We are facing some packet loss. for 3Lakh records some 1000 records are lost.
I did not find any losses in the influxdb (from the _internal database).
I am not able to figure out the reason for packet loss. Data load is only moderate as per the hardware sizing guideline in influxdb.
We cont afford of losing the data. Please help to find out the reason for data loss. Is telegraf culprit??
I would start by turning on the internal plugin, and then check the internal_write measurement for the metrics_dropped field. This is tagged per output plugin, does it remain at zero?
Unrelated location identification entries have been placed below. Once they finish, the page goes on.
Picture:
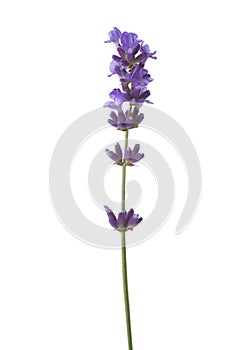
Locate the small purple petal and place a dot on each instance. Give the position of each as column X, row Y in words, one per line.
column 128, row 215
column 118, row 150
column 135, row 149
column 112, row 155
column 137, row 157
column 111, row 217
column 132, row 222
column 128, row 154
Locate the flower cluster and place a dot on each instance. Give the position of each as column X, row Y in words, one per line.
column 125, row 221
column 130, row 156
column 129, row 65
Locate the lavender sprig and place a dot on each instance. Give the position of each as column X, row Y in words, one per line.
column 128, row 64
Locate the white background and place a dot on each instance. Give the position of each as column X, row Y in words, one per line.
column 187, row 292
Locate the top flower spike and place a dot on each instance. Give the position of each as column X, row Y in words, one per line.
column 129, row 66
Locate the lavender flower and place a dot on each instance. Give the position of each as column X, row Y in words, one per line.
column 130, row 157
column 128, row 65
column 118, row 98
column 117, row 155
column 125, row 221
column 133, row 156
column 124, row 121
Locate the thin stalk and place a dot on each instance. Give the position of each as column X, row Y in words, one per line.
column 124, row 262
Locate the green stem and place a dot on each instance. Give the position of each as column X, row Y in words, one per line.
column 124, row 263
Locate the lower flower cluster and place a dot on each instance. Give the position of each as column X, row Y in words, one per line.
column 125, row 220
column 130, row 156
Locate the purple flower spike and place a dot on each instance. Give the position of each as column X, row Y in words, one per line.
column 118, row 98
column 133, row 156
column 112, row 218
column 125, row 221
column 117, row 155
column 124, row 121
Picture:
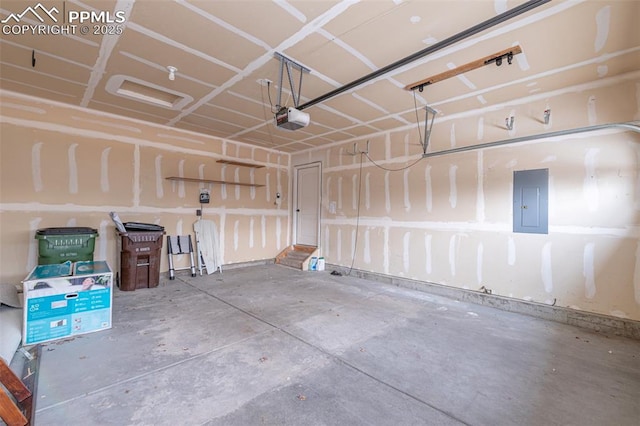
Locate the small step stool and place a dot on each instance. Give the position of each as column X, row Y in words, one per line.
column 180, row 244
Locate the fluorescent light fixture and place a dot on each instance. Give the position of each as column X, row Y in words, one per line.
column 143, row 91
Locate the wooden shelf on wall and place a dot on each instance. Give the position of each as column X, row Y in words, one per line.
column 239, row 163
column 221, row 182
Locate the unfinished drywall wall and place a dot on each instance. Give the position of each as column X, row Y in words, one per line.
column 448, row 219
column 66, row 166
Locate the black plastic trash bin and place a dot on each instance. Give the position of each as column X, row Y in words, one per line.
column 58, row 245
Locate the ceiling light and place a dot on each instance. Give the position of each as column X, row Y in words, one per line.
column 172, row 72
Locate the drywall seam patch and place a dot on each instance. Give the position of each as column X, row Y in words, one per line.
column 251, row 225
column 223, row 187
column 136, row 177
column 36, row 166
column 453, row 190
column 107, row 123
column 367, row 247
column 223, row 221
column 588, row 271
column 73, row 169
column 427, row 247
column 102, row 242
column 106, row 47
column 479, row 258
column 78, row 208
column 327, row 240
column 452, row 135
column 500, row 6
column 291, row 10
column 407, row 201
column 354, row 192
column 32, row 256
column 511, row 251
column 95, row 134
column 278, row 233
column 224, row 24
column 590, row 189
column 104, row 170
column 354, row 238
column 19, row 107
column 367, row 190
column 452, row 255
column 267, row 181
column 636, row 275
column 546, row 271
column 592, row 115
column 340, row 193
column 387, row 193
column 406, row 240
column 252, row 179
column 236, row 232
column 428, row 189
column 603, row 19
column 181, row 189
column 480, row 214
column 385, row 251
column 236, row 178
column 521, row 59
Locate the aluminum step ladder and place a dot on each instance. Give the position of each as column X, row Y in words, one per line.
column 176, row 245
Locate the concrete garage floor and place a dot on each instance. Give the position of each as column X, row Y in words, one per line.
column 268, row 345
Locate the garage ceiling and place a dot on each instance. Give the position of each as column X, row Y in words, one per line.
column 224, row 51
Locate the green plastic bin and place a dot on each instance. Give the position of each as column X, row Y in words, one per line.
column 58, row 245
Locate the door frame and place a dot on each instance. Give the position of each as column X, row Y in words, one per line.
column 294, row 204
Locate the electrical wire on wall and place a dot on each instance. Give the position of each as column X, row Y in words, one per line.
column 366, row 153
column 266, row 120
column 355, row 242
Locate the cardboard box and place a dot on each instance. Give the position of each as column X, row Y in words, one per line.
column 66, row 299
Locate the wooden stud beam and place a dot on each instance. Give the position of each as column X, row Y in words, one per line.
column 240, row 163
column 464, row 68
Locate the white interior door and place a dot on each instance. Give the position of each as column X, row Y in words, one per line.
column 307, row 206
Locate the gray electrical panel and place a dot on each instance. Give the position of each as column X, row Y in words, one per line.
column 531, row 201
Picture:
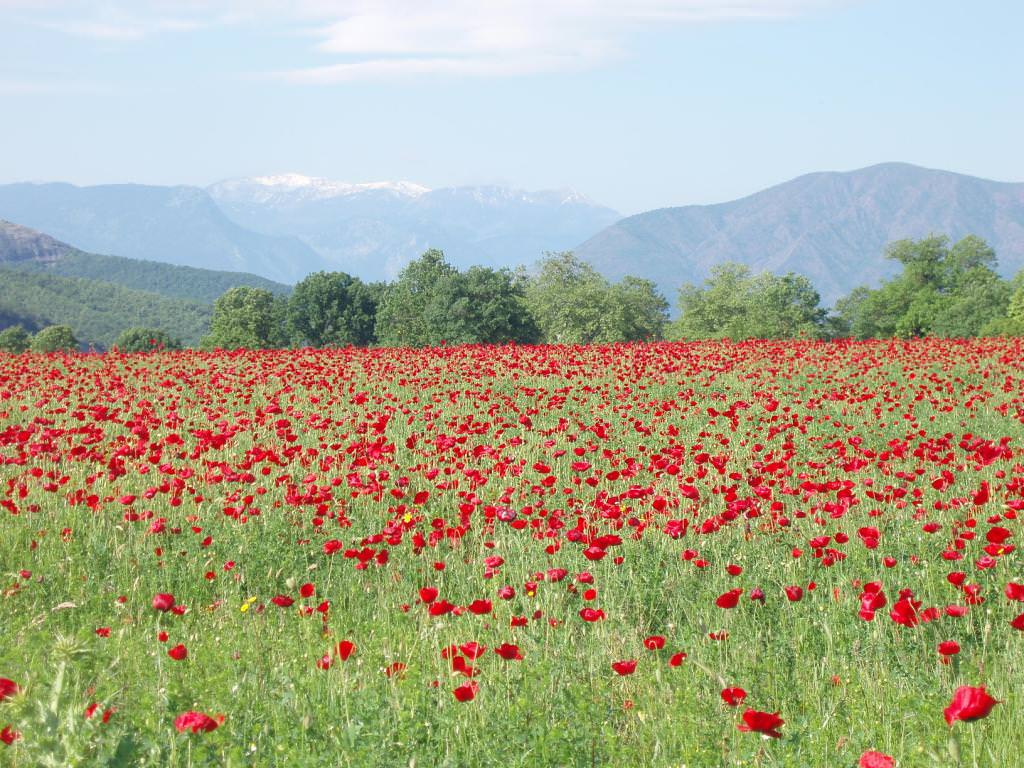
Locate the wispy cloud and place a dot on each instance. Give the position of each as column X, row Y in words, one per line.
column 373, row 39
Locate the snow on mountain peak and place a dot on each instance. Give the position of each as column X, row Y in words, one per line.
column 296, row 184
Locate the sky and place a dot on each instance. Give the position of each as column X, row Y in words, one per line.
column 635, row 103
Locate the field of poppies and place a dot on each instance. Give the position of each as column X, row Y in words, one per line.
column 754, row 554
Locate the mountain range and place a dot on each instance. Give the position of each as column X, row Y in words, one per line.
column 374, row 229
column 46, row 282
column 830, row 226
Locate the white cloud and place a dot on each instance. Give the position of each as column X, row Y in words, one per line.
column 494, row 38
column 370, row 39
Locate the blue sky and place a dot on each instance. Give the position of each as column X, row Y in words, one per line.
column 637, row 103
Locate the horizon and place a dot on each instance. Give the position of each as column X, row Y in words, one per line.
column 425, row 189
column 711, row 102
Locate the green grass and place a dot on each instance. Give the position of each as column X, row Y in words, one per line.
column 843, row 685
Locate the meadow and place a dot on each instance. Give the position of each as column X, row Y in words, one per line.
column 736, row 554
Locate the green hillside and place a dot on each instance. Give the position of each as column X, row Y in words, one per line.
column 96, row 310
column 167, row 280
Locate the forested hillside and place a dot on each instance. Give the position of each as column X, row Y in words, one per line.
column 167, row 280
column 97, row 311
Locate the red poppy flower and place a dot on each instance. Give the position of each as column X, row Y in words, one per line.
column 654, row 642
column 197, row 721
column 1015, row 591
column 8, row 735
column 625, row 668
column 509, row 652
column 466, row 691
column 871, row 759
column 480, row 607
column 344, row 649
column 948, row 647
column 178, row 652
column 7, row 688
column 733, row 696
column 163, row 601
column 729, row 599
column 969, row 704
column 473, row 650
column 332, row 547
column 766, row 723
column 440, row 607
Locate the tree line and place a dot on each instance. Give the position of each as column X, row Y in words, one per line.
column 943, row 289
column 431, row 302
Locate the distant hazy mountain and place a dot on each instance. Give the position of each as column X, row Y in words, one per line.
column 46, row 282
column 29, row 250
column 173, row 224
column 373, row 229
column 19, row 245
column 830, row 226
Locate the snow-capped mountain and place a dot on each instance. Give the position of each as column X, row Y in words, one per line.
column 374, row 228
column 290, row 187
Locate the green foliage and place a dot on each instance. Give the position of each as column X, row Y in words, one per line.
column 15, row 340
column 248, row 318
column 736, row 304
column 573, row 304
column 167, row 280
column 491, row 307
column 432, row 302
column 332, row 309
column 96, row 311
column 942, row 291
column 145, row 340
column 54, row 339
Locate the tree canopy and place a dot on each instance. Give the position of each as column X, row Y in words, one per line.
column 332, row 309
column 247, row 317
column 572, row 303
column 737, row 304
column 943, row 290
column 432, row 302
column 146, row 340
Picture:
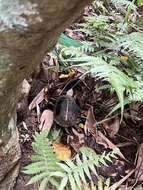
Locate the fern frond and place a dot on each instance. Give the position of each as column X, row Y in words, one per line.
column 119, row 81
column 124, row 3
column 131, row 43
column 44, row 160
column 79, row 170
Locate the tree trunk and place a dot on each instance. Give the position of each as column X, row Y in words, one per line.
column 28, row 29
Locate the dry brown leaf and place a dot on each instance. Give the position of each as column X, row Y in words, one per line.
column 112, row 126
column 37, row 100
column 101, row 139
column 46, row 120
column 25, row 87
column 76, row 141
column 62, row 151
column 90, row 124
column 70, row 92
column 139, row 167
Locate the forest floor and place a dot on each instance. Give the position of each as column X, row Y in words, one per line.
column 86, row 124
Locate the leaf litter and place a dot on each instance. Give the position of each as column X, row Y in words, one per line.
column 91, row 128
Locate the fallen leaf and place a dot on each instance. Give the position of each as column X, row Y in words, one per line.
column 70, row 92
column 68, row 75
column 112, row 126
column 62, row 151
column 90, row 124
column 37, row 100
column 46, row 120
column 101, row 139
column 139, row 167
column 77, row 140
column 25, row 87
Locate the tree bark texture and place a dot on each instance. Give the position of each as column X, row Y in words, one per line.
column 28, row 29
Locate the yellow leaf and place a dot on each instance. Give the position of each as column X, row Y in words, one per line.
column 62, row 151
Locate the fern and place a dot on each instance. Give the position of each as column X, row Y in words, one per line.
column 131, row 43
column 99, row 68
column 48, row 170
column 44, row 161
column 124, row 3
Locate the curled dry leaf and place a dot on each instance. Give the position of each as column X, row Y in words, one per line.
column 77, row 140
column 139, row 167
column 70, row 92
column 62, row 151
column 112, row 127
column 37, row 100
column 101, row 139
column 25, row 87
column 46, row 120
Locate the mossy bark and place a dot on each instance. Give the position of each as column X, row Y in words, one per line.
column 28, row 29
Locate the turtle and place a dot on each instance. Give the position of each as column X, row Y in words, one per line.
column 66, row 111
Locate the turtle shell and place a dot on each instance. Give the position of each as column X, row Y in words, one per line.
column 66, row 111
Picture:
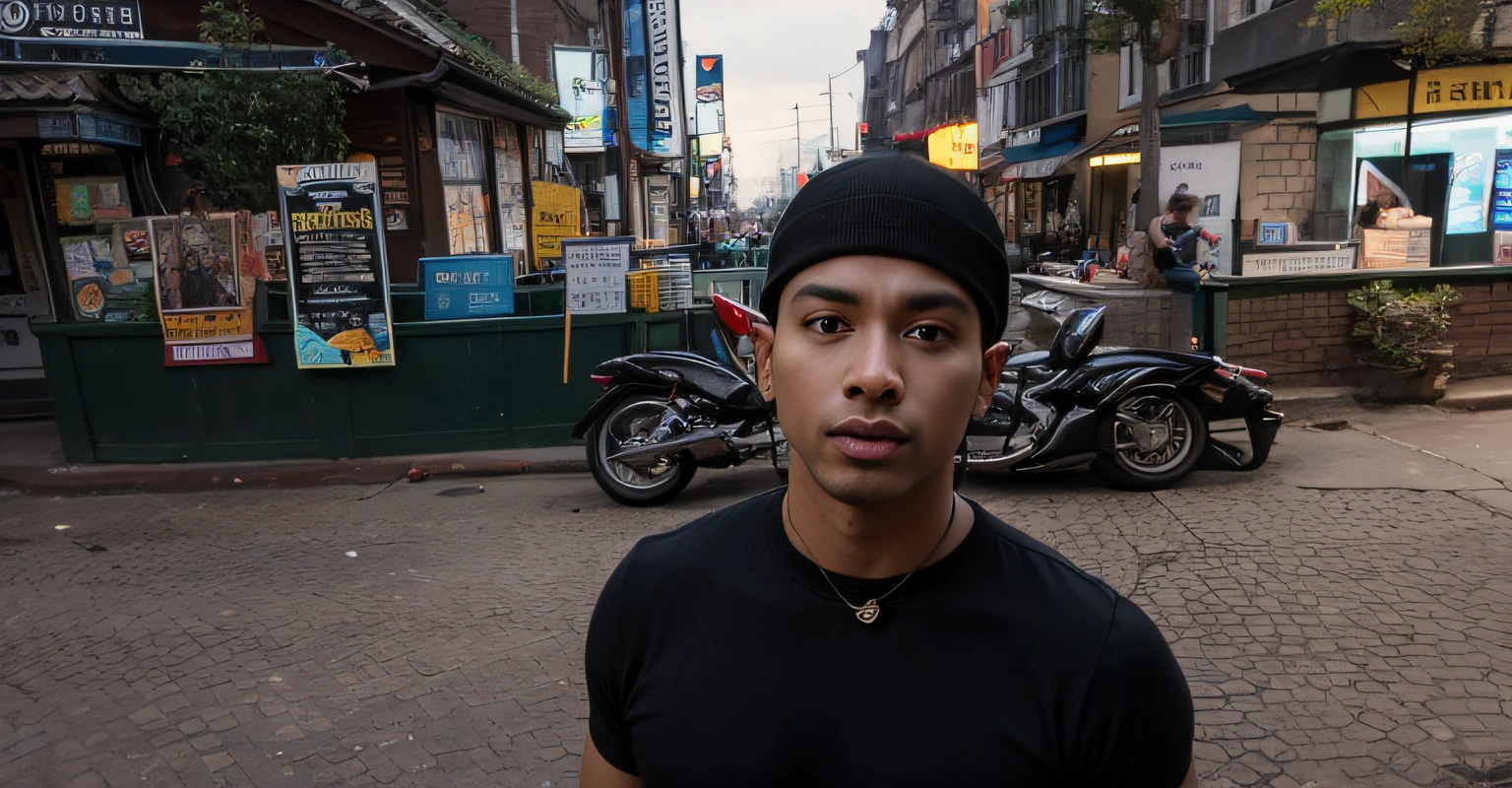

Now we are neither rotating nor truncating. We will run the test for 2-3 hours and check the data. We are still in initial phases.
Is there any chance that telegraf collecting data is missed, will the inout plugin hang, when output plugin is despacting data?.
We are using “inotify” for the tail plugin.
Not able to get the proper reason for packet drop, Or is there any specific telegraf configuration for so and so load of data.